# Tapatalk app not working right



## LARMGUY (Aug 22, 2010)

Updated your phone lately?


----------



## TheBigAndy (Nov 15, 2018)

Yes


Sent from my iPhone using Tapatalk


----------



## TheBigAndy (Nov 15, 2018)

It’s actually only about two months old.
Running ios 11.4.1 


Sent from my iPhone using Tapatalk


----------



## HackWork (Oct 2, 2009)

Those images were probably hosted at Photobucket. A while back they made changes to stop hosting images offsite for some reason.


----------



## TheBigAndy (Nov 15, 2018)

If I do the actual web view, it says that those images have been blocked.


Sent from my iPhone using Tapatalk


----------



## HackWork (Oct 2, 2009)

TheBigAndy said:


> If I do the actual web view, it says that those images have been blocked.
> 
> 
> Sent from my iPhone using Tapatalk


Yes, by photobucket.


----------



## TheBigAndy (Nov 15, 2018)

How are other people looking at them?


Sent from my iPhone using Tapatalk


----------



## HackWork (Oct 2, 2009)

TheBigAndy said:


> How are other people looking at them?
> 
> 
> Sent from my iPhone using Tapatalk


 They aren’t. You are looking at images from 2016. At some point well after they were posted the hosting company stop serving to outside websites.


----------



## TheBigAndy (Nov 15, 2018)

This is from just less than a day ago


Sent from my iPhone using Tapatalk


----------



## TheBigAndy (Nov 15, 2018)

It was like that the first time I looked it, minutes after it was posted.

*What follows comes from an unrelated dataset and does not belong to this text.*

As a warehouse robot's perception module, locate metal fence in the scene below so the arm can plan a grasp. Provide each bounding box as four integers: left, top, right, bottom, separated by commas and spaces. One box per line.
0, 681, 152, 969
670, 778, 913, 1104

Sent from my iPhone using Tapatalk


----------



## HackWork (Oct 2, 2009)

That’s a different story. I can see those images perfectly fine. If they are blocked from you when using both Tapatalk and a web browser, the problem must be on your end.


----------



## seoziw22 (Nov 30, 2018)

If I do the actual web view, it says that those images have been blocked.
Thank You


----------



## Service Call (Jul 9, 2011)

....


----------



## 99cents (Aug 20, 2012)

I don’t even know what Tapatalk is. Ignorance is bliss.


----------



## trentonmakes (Mar 21, 2017)

99cents said:


> I don’t even know what Tapatalk is. Ignorance is bliss.


Your missing out

Sent from my LG-K550 using Tapatalk


----------



## 99cents (Aug 20, 2012)

trentonmakes said:


> Your missing out
> 
> Sent from my LG-K550 using Tapatalk


I’m okay with that  .

You’re the guy who put a ladder in a hole anyway .


----------